Achieves over 79% parallel efficiency on 655-billion-atom systems.

Requires less memory and outperforms LAMMPS in computational speed.

Demonstrates good accuracy and scalability for nuclear material damage modeling.

Abstract

Radiation damage to the steel material of reactor pressure vessels is a major threat to the nuclear reactor safety. It is caused by the metal atom cascade collision, initialized when the atoms are struck by a high-energy neutron. The paper presents MISA-MD, a new implementation of molecular dynamics, to simulate such cascade collision with EAM potential.

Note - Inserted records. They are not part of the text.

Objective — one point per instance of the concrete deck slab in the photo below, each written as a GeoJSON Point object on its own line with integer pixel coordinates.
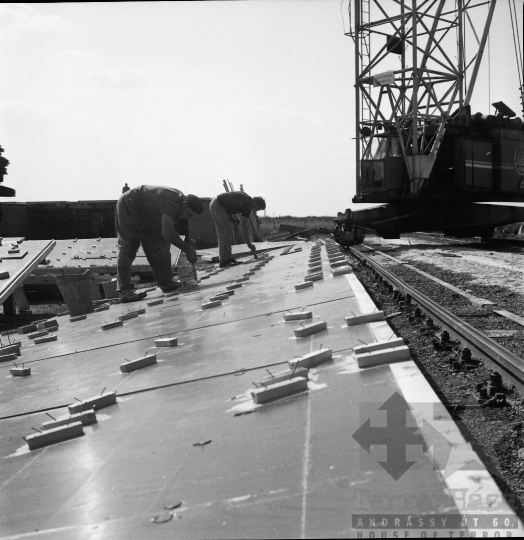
{"type": "Point", "coordinates": [360, 446]}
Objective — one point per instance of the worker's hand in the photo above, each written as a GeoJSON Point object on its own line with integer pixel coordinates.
{"type": "Point", "coordinates": [191, 255]}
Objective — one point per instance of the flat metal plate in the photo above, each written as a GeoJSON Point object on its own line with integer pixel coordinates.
{"type": "Point", "coordinates": [20, 267]}
{"type": "Point", "coordinates": [241, 250]}
{"type": "Point", "coordinates": [98, 254]}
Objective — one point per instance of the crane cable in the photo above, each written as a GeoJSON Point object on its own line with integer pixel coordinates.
{"type": "Point", "coordinates": [516, 41]}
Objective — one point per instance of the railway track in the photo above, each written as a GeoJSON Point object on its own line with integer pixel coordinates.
{"type": "Point", "coordinates": [460, 369]}
{"type": "Point", "coordinates": [510, 366]}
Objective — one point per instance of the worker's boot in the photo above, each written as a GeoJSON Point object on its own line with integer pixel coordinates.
{"type": "Point", "coordinates": [130, 296]}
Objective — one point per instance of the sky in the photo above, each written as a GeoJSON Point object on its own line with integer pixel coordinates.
{"type": "Point", "coordinates": [186, 94]}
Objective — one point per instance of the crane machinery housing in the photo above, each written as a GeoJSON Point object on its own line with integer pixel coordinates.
{"type": "Point", "coordinates": [420, 149]}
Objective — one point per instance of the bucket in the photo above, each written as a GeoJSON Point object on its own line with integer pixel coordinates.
{"type": "Point", "coordinates": [76, 289]}
{"type": "Point", "coordinates": [110, 288]}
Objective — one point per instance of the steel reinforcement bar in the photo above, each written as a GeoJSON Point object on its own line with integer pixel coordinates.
{"type": "Point", "coordinates": [510, 365]}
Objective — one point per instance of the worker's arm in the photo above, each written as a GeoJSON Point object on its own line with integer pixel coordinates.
{"type": "Point", "coordinates": [244, 221]}
{"type": "Point", "coordinates": [171, 236]}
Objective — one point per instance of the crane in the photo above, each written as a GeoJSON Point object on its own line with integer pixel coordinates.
{"type": "Point", "coordinates": [420, 150]}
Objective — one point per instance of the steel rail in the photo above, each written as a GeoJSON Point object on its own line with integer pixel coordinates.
{"type": "Point", "coordinates": [512, 366]}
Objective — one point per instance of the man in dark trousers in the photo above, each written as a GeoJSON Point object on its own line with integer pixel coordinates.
{"type": "Point", "coordinates": [222, 209]}
{"type": "Point", "coordinates": [146, 215]}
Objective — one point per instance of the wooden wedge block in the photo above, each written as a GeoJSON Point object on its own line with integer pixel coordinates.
{"type": "Point", "coordinates": [298, 315]}
{"type": "Point", "coordinates": [384, 356]}
{"type": "Point", "coordinates": [8, 357]}
{"type": "Point", "coordinates": [129, 315]}
{"type": "Point", "coordinates": [20, 372]}
{"type": "Point", "coordinates": [8, 349]}
{"type": "Point", "coordinates": [284, 375]}
{"type": "Point", "coordinates": [365, 318]}
{"type": "Point", "coordinates": [27, 329]}
{"type": "Point", "coordinates": [379, 345]}
{"type": "Point", "coordinates": [314, 277]}
{"type": "Point", "coordinates": [38, 334]}
{"type": "Point", "coordinates": [278, 390]}
{"type": "Point", "coordinates": [139, 363]}
{"type": "Point", "coordinates": [337, 264]}
{"type": "Point", "coordinates": [96, 403]}
{"type": "Point", "coordinates": [303, 285]}
{"type": "Point", "coordinates": [45, 339]}
{"type": "Point", "coordinates": [51, 436]}
{"type": "Point", "coordinates": [87, 418]}
{"type": "Point", "coordinates": [211, 304]}
{"type": "Point", "coordinates": [312, 328]}
{"type": "Point", "coordinates": [219, 297]}
{"type": "Point", "coordinates": [108, 326]}
{"type": "Point", "coordinates": [312, 359]}
{"type": "Point", "coordinates": [53, 323]}
{"type": "Point", "coordinates": [233, 286]}
{"type": "Point", "coordinates": [166, 342]}
{"type": "Point", "coordinates": [341, 271]}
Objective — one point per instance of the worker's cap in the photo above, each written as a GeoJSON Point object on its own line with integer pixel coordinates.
{"type": "Point", "coordinates": [260, 202]}
{"type": "Point", "coordinates": [195, 204]}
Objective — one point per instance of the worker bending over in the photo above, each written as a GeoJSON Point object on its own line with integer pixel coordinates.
{"type": "Point", "coordinates": [146, 215]}
{"type": "Point", "coordinates": [222, 209]}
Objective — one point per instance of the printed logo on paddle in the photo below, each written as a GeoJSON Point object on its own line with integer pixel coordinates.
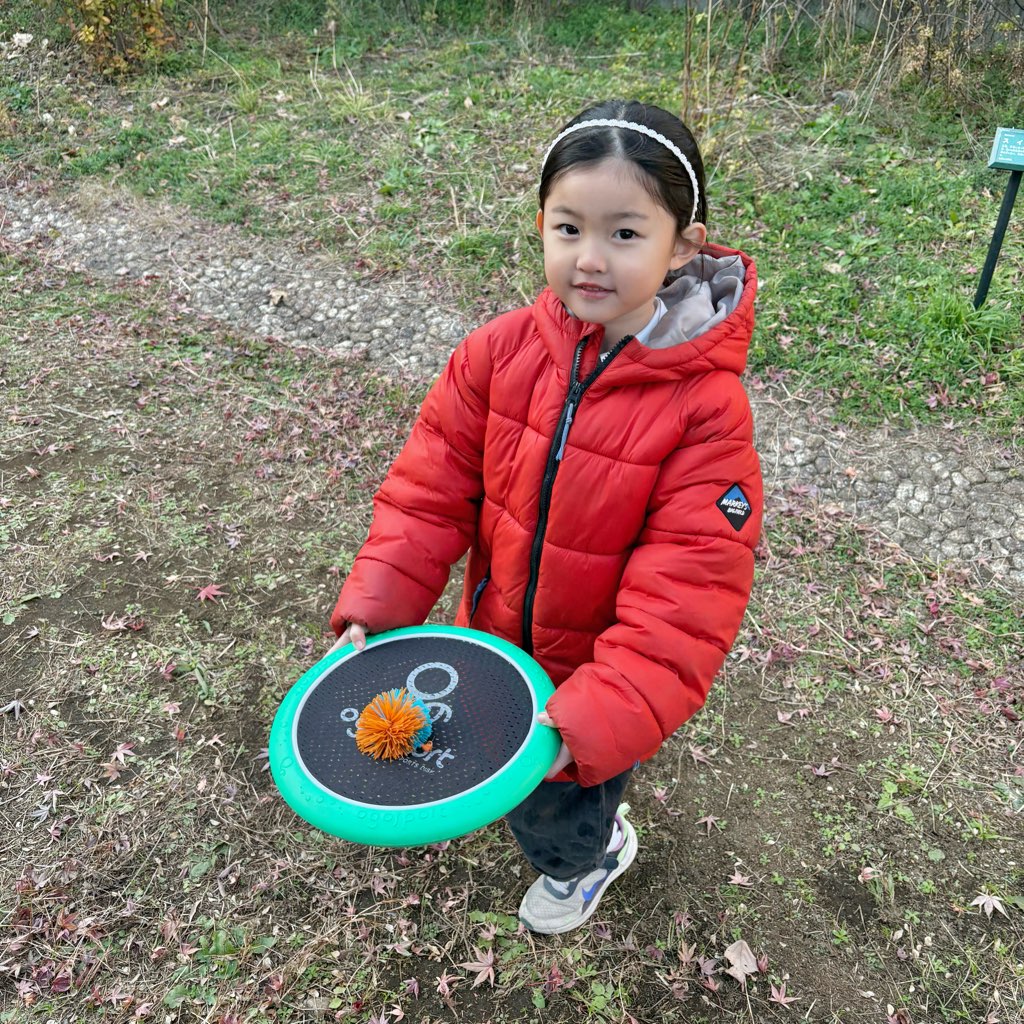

MISA-MD realizes (1) a hash-based data structure to efficiently store an atom and find its neighbors, and (2) several acceleration and optimization strategies based on SW26010 processor of Sunway Taihulight supercomputer, including an efficient potential table storage and interpolation method, a coloring method to avoid write conflicts, and double-buffer and data reuse strategies. The experimental results demonstrated that MISA-MD has good accuracy and scalability, and obtains a parallel efficiency of over 79% in an 655-billion-atom system. Compared with a state-of-the-art MD program LAMMPS, MISA-MD requires less memory usage and achieves better computational performance.